Instrumenting Binaries
We provide diff-instrument.sh for instrumenting with different compiler configurations built from last step.
It requires the building script for the target as the parameter.
We provide two example scripts in examples/xpdf and examples/libtiff. For example, to build pdftotext, run
$ ./diff-instrument.sh ./examples/xpdf/build.sh
After instrumenting, you will find 10 binaries in examples/xpdf/bin/ , where pdftotext is the normal AFL intrumented binary and pdftotext-* are CompDiff instrumented binaries.

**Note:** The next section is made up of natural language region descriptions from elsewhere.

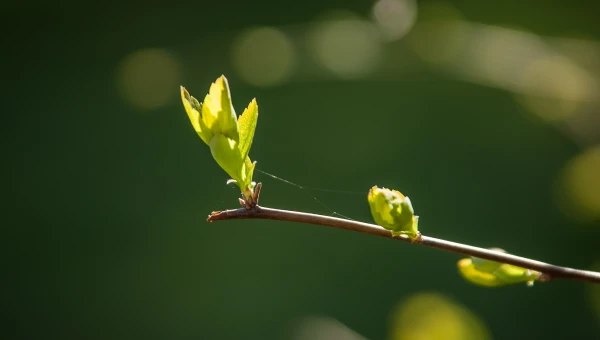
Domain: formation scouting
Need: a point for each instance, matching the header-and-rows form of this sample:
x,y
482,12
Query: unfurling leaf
x,y
494,274
229,140
393,211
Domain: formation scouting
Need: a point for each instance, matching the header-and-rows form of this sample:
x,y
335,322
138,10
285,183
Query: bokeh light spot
x,y
432,316
149,78
439,35
350,48
395,17
579,191
554,88
263,56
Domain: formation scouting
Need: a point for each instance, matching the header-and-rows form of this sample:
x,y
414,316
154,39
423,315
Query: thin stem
x,y
548,270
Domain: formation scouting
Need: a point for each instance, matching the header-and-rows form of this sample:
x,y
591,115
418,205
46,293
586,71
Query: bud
x,y
393,211
495,274
228,137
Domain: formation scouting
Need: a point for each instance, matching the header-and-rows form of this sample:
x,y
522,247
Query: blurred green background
x,y
487,114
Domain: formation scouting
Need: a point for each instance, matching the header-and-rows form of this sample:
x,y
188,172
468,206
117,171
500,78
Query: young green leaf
x,y
393,211
217,125
247,125
494,274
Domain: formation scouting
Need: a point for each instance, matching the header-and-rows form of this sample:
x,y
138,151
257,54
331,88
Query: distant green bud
x,y
494,274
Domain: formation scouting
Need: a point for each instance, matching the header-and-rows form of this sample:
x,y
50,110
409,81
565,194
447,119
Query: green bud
x,y
393,211
494,274
229,139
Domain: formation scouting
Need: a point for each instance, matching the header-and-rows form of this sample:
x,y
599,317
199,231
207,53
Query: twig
x,y
548,271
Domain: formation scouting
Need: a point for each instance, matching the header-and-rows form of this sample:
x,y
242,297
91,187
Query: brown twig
x,y
548,271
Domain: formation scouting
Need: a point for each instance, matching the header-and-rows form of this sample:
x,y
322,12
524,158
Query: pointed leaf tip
x,y
247,125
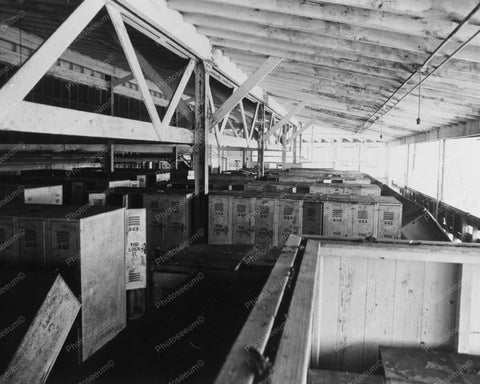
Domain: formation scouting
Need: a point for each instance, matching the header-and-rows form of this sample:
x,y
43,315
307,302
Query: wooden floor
x,y
210,314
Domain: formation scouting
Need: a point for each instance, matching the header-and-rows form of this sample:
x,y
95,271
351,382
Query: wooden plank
x,y
285,119
468,322
425,253
174,102
351,313
293,354
45,337
102,280
379,308
329,310
409,287
406,365
255,333
132,59
440,306
268,66
23,81
35,118
333,377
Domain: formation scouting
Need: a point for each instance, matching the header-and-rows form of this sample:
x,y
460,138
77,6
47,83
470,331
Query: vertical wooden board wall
x,y
351,313
407,322
379,311
439,305
366,303
329,313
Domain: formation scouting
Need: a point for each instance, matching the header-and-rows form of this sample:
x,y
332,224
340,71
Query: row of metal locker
x,y
268,219
36,235
323,188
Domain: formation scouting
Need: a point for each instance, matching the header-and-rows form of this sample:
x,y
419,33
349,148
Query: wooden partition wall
x,y
394,295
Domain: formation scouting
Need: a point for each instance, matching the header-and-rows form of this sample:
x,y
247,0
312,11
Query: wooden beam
x,y
212,108
285,119
293,354
179,92
23,81
254,120
244,123
245,88
300,131
255,334
470,129
35,118
200,158
165,87
132,59
123,80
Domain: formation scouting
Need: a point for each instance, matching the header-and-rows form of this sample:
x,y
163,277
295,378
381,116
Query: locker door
x,y
289,219
32,243
220,220
363,218
312,218
337,219
266,221
63,245
8,243
176,228
389,221
155,206
243,219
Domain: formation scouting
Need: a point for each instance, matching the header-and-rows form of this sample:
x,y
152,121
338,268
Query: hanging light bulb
x,y
419,120
381,127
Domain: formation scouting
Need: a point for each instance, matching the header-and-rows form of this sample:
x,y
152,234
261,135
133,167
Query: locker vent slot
x,y
218,209
288,213
30,238
134,277
264,212
63,239
134,221
241,210
388,218
362,217
337,215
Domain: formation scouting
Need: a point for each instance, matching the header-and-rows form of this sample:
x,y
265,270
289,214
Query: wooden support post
x,y
440,175
200,149
30,73
261,142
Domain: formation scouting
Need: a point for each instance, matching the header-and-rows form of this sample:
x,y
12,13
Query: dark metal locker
x,y
220,220
243,220
266,221
363,219
8,243
337,221
312,218
290,218
32,242
178,220
389,221
63,244
155,205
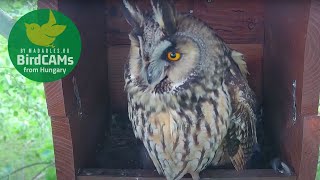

Please refer to these example building scripts for a detailed explanation.
It's importance to make sure that these binaries are located in the same path and have such format.
Fuzzing
To fuzz xpdf with CompDiff, run
$ ./aflpp/afl-fuzz -y 10 -i examples/xpdf/seeds -o examples/xpdf/findings -- ./examples/xpdf/bin/pdftotext @@ -
-y means the number of compiler configurations will be used. All found bug-triggering inputs will be saved to examples/xpdf/findings/default/diffs.
Since pdftotext emits output to stdout, CompDiff automatically catch them. For those that outputs are written to files, one need to use -Y to specify the output file name.
For example, to fuzz libtiff, run
$ ./aflpp/afl-fuzz -y 10 -i examples/libtiff/seeds -o examples/libtiff/findings -Y "out.file" -- ./examples/libtiff/bin/tiffcp -M -i @@ out.file
where -Y "out.file" tells CompDiff that the target will use "out.file" as the output file.
Post-processing
There might be many input files that are saved due to small timeouts or randomness in program outputs.
We provide a python script to filter our these cases.
For example, the following scirpt is to filter inputs found in xpdf
$ python3 diff-post.py --bin ./examples/xpdf/bin/pdftotext --args "@@ -" -y 10 -r 1 -i examples/xpdf/findings/diffs -o ./out
and this scirpt for libtiff
$ python3 diff-post.py --bin ./examples/libtiff/bin/tiffcp --args "-M -i @@ out.file" --out_file "out.file" -y 10 -r 1 -i examples/libtiff/findings/diffs -o ./out
The inputs that indeed trigger bugs will be saved to ./out/diffs/ and their outputs are available in ./out/outputs/. Timeout intputs will be saved to ./out/timeouts.
Please run python3 diff-post.py -h for help information.